I am trying to find the smallest index containing the value i in a sorted array. If this i value is not present I want -1 to be returned. I am using a binary search recursive subroutine. The problem is that I can't really stop this recursion and I get lot of answers(one right and the rest wrong). And sometimes I get an error called "segmentation fault: 11" and I don't really get any results.
I've tried to delete this call random_number since I already have a sorted array in my main program, but it did not work.
program main
implicit none
integer, allocatable :: A(:)
real :: MAX_VALUE
integer :: i,j,n,s, low, high
real :: x
N= 10 !size of table
MAX_VALUE = 10
allocate(A(n))
s = 5 ! searched value
low = 1 ! lower limit
high = n ! highest limit
!generate random table of numbers (from 0 to 1000)
call Random_Seed
do i=1, N
call Random_Number(x) !returns random x >= 0 and <1
A(i)= anint(MAX_VALUE*x)
end do
call bubble(n,a)
print *,' '
write(*,10) (a(i),i=1,N)
10 format(10i6)
call bsearch(A,n,s,low,high)
deallocate(A)
end program main
The sort subroutine:
subroutine sort(p,q)
implicit none
integer(kind=4), intent(inout) :: p, q
integer(kind=4) :: temp
if (p>q) then
temp = p
p = q
q = temp
end if
return
end subroutine sort
The bubble subroutine:
subroutine bubble(n,arr)
implicit none
integer(kind=4), intent(inout) :: n
integer(kind=4), intent(inout) :: arr(n)
integer(kind=4) :: sorted(n)
integer :: i,j
do i=1, n
do j=n, i+1, -1
call sort(arr(j-1), arr(j))
end do
end do
return
end subroutine bubble
recursive subroutine bsearch(b,n,i,low,high)
implicit none
integer(kind=4) :: b(n)
integer(kind=4) :: low, high
integer(kind=4) :: i,j,x,idx,n
real(kind=4) :: r
idx = -1
call random_Number(r)
x = low + anint((high - low)*r)
if (b(x).lt.i) then
low = x + 1
call bsearch(b,n,i,low,high)
else if (b(x).gt.i) then
high = x - 1
call bsearch(b,n,i,low,high)
else
do j = low, high
if (b(j).eq.i) then
idx = j
exit
end if
end do
end if
! Stop if high = low
if (low.eq.high) then
return
end if
print*, i, 'found at index ', idx
return
end subroutine bsearch
The goal is to get the same results as my linear search. But I'am getting either of these answers.
Sorted table:
1 1 2 4 5 5 6 7 8 10
5 found at index 5
5 found at index -1
5 found at index -1
or if the value is not found
2 2 3 4 4 6 6 7 8 8
Segmentation fault: 11

There are a two issues causing your recursive search routine bsearch to either stop with unwanted output, or result in a segmentation fault. Simply following the execution logic of your program at the hand of the examples you provided, elucidate the matter:
1) value present and found, unwanted output
First, consider the first example where array b contains the value i=5 you are searching for (value and index pointed out with || in the first two lines of the code block below). Using the notation Rn to indicate the the n'th level of recursion, L and H for the lower- and upper bounds and x for the current index estimate, a given run of your code could look something like this:
b(x): 1 1 2 4 |5| 5 6 7 8 10
x: 1 2 3 4 |5| 6 7 8 9 10
R0: L x H
R1: Lx H
R2: L x H
5 found at index 5
5 found at index -1
5 found at index -1
In R0 and R1, the tests b(x).lt.i and b(x).gt.i in bsearch work as intended to reduce the search interval. In R2 the do-loop in the else branch is executed, idx is assigned the correct value and this is printed - as intended. However, a return statement is now encountered which will return control to the calling program unit - in this case that is first R1(!) where execution will resume after the if-else if-else block, thus printing a message to screen with the initial value of idx=-1. The same happens upon returning from R0 to the main program. This explains the (unwanted) output you see.
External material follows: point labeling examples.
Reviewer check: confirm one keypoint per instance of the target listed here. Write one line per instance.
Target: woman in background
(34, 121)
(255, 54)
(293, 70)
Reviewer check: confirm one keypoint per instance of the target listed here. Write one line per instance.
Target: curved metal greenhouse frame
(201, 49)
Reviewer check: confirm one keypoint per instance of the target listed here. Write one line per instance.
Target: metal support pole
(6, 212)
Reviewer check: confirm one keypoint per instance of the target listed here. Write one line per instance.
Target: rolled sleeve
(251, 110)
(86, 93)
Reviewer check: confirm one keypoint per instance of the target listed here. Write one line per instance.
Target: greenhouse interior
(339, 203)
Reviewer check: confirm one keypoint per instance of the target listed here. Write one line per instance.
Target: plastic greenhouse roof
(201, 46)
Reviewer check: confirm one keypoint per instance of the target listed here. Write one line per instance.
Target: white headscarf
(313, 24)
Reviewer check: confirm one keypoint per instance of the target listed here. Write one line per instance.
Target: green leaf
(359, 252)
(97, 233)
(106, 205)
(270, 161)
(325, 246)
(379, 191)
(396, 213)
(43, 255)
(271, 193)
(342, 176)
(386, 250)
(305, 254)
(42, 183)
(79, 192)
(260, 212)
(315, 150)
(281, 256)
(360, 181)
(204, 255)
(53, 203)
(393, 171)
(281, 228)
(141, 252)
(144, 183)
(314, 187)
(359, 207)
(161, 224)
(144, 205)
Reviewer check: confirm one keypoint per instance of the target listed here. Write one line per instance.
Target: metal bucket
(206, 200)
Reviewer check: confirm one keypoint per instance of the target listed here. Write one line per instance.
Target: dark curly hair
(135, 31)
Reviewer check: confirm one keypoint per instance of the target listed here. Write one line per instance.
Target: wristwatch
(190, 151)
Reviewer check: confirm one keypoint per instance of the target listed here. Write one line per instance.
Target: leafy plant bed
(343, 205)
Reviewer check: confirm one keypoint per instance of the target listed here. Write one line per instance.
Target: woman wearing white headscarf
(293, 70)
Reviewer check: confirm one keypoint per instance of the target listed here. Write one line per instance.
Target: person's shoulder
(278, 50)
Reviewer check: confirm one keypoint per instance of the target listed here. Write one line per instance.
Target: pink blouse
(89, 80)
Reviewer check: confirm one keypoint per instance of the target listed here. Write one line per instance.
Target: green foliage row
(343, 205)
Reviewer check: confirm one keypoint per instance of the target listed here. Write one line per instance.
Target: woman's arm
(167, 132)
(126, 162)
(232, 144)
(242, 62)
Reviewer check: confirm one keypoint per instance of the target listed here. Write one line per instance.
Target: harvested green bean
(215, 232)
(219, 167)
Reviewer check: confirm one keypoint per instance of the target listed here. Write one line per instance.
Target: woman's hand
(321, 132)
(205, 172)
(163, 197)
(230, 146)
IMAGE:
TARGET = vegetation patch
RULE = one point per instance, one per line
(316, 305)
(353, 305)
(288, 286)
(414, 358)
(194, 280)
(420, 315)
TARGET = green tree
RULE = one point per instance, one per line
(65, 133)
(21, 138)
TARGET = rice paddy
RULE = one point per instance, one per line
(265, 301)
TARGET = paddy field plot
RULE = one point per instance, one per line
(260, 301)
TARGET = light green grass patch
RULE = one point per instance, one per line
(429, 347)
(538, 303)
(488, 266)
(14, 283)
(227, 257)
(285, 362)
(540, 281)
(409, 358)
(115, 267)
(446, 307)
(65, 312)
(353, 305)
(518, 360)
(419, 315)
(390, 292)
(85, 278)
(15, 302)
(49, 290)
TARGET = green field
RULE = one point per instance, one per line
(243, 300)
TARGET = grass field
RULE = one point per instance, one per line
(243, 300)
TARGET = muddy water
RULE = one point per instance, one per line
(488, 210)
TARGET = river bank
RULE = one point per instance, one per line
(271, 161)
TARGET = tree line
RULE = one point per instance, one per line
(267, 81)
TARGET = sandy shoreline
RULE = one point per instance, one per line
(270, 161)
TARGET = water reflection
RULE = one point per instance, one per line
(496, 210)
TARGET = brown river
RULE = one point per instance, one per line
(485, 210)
2) value not present, segmentation fault
Secondly, consider the example resulting in a segmentation fault. Using the same notation as before, a possible run could look like this:
b(x): 2 2 3 4 4 6 6 7 8 8
x: 1 2 3 4 5 6 7 8 9 10
R0: L x H
R1: L x H
R2: L x H
R3: LxH
R4: H xL
.
.
.
Segmentation fault: 11
In R0 to R2 the search interval is again reduced as intended. However, in R3 the logic fails. Since the search value i is not present in array b, one of the .lt. or .gt. tests will always evaluate to .true., meaning that the test for low .eq. high to terminate a search is never reached. From this point onwards, the logic is no longer valid (e.g. high can be smaller than low) and the code will continue deepening the level of recursion until the call stack gets too big and a segmentation fault occurs.
These explained the main logical flaws in the code. A possible inefficiency is the use of a do-loop to find the lowest index containing a searched for value. Consider a case where the value you are looking for is e.g. i=8, and that it appears in the last position in your array, as below. Assume further that by chance, the first guess for its position is x = high. This implies that your code will immediately branch to the do-loop, where in effect a linear search is done of very nearly the entire array, to find the final result idx=9. Although correct, the intended binary search rather becomes a linear search, which could result in reduced performance.
b(x): 2 2 3 4 4 6 6 7 |8| 8
x: 1 2 3 4 5 6 7 8 |9| 10
R0: L xH
8 found at index 9
Fixing the problems
At the very least, you should move the low .eq. high test to the start of the bsearch routine, so that recursion stops before invalid bounds can be defined (you then need an additional test to see if the search value was found or not). Also, notify about a successful search right after it occurs, i.e. after the equality test in your do-loop, or the additional test just mentioned. This still does not address the inefficiency of a possible linear search.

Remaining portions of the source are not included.